La señora Featherstone Hogg se dirigió al coche, que llevaba veinte minutos esperándola en la puerta.

—A casa de la señora Bold —dijo lacónicamente.

Le agradaba la idea de la reunión. Fue una inspiración. Se le ocurrió de repente, cuando hablaba con el señor Bulmer. A menudo las grandes inspiraciones llegaban a sus afortunados receptores repentina e inesperadamente. Seguro que, juntando toda la materia gris de Silverstream, averiguarían la verdadera identidad de John Smith. Estaba completamente obsesionada con el asunto, le atacaba los nervios, no podría descansar hasta dar con el autor. En cuanto supieran quién era, podrían decidir qué hacer, según de quién se tratara. Sabrían si era un hombre al que se podría aterrorizar, marginar o fustigar. Como mínimo lo obligarían a disculparse y lo expulsarían de Silverstream. Se aplicaría un castigo a medida del criminal. Creía que la persona idónea para fustigar era el coronel Weatherhead, si es que era ése el castigo que correspondía. Tenía ciertas dudas sobre el significado exacto de «fustigar», pero seguro que el coronel Weatherhead lo conocía.
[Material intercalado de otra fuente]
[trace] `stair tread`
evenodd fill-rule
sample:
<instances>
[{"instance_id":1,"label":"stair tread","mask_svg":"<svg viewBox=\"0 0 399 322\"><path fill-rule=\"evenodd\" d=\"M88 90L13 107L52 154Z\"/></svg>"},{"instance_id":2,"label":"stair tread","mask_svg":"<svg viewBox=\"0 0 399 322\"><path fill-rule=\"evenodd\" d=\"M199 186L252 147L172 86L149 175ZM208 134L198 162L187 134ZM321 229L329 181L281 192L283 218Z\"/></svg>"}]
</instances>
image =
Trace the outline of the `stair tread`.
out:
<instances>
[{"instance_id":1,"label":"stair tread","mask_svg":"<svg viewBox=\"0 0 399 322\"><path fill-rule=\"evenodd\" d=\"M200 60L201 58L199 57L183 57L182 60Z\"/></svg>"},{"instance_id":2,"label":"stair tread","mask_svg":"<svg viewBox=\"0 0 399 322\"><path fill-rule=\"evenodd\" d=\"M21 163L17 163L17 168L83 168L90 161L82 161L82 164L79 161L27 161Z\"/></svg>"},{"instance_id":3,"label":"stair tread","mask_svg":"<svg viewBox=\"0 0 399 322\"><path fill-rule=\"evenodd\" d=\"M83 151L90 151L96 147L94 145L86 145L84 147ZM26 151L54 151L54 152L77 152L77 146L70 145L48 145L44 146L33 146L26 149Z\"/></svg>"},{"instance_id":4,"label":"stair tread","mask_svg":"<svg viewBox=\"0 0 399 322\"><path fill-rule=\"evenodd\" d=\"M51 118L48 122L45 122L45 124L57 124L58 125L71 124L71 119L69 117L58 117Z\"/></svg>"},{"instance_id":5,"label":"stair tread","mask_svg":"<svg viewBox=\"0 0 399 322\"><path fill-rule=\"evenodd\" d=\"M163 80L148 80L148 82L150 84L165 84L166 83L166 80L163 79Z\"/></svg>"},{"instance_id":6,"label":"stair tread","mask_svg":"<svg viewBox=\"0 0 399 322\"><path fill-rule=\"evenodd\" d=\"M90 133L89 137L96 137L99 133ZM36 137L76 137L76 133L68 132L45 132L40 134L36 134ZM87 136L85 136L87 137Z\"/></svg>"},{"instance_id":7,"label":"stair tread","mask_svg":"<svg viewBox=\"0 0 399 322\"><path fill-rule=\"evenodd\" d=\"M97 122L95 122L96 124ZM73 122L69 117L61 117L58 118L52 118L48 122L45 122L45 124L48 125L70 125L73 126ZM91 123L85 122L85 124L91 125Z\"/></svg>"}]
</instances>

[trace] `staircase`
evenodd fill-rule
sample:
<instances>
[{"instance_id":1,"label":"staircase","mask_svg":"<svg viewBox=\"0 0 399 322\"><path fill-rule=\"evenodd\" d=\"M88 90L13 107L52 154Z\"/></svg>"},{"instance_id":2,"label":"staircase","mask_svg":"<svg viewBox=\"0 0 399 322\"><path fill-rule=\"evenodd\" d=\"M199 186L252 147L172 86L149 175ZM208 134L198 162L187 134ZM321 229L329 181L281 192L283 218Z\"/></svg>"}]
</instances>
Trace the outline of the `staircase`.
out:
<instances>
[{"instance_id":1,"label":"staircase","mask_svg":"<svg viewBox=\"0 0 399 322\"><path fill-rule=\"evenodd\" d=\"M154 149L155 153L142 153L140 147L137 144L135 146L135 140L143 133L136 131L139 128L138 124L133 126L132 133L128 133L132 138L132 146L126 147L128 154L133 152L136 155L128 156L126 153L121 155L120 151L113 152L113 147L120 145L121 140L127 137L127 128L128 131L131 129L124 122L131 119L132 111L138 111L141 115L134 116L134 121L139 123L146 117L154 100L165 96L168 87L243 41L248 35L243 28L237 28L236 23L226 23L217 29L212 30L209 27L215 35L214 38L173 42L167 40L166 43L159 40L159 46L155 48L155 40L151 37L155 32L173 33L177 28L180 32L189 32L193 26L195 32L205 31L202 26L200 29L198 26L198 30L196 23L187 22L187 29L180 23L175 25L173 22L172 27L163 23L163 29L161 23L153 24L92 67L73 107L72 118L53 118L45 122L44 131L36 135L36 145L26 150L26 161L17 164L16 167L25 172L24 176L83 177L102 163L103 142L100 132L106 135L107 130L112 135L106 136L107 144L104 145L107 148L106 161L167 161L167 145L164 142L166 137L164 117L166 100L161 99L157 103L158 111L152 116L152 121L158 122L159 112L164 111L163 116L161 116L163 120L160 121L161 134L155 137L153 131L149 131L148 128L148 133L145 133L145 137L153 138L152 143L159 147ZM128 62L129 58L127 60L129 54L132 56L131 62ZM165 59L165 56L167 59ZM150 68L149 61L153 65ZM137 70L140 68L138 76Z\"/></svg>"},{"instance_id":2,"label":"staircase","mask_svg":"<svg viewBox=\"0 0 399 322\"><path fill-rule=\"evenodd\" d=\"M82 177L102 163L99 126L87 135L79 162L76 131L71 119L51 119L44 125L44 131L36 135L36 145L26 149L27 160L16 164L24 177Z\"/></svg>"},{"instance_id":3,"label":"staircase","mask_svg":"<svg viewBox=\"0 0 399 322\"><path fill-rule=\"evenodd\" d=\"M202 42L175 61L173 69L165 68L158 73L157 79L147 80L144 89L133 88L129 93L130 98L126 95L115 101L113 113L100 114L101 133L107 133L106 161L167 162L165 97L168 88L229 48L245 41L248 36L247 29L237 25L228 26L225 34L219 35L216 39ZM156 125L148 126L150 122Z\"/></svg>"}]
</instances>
Llegó por fin a su destino. El Daimler no pudo entrar en Mi Refugio porque el sendero estaba levantado. Había un hoyo grande justamente en medio del camino de entrada a la casa de Dorothea, y alrededor unos cuantos hombres en mono de trabajo fumaban en pipa de barro y hablaban del hoyo. El único que no fumaba ni hablaba era el que estaba en el agujero, hundido hasta el pecho; éste se limitaba a oír lo que decían los demás. Había dos picos y varias palas en las inmediaciones, en el suelo o contra la verja; volvía a llover y salía un olor muy desagradable…

La señora Featherstone Hogg sacó un pañuelo y aspiró delicadamente, estaba perfumado de Rose d’Amour y sirvió eficazmente de barrera contra el otro olor, mucho más apestoso, que salía del hoyo del camino de entrada de Dorothea.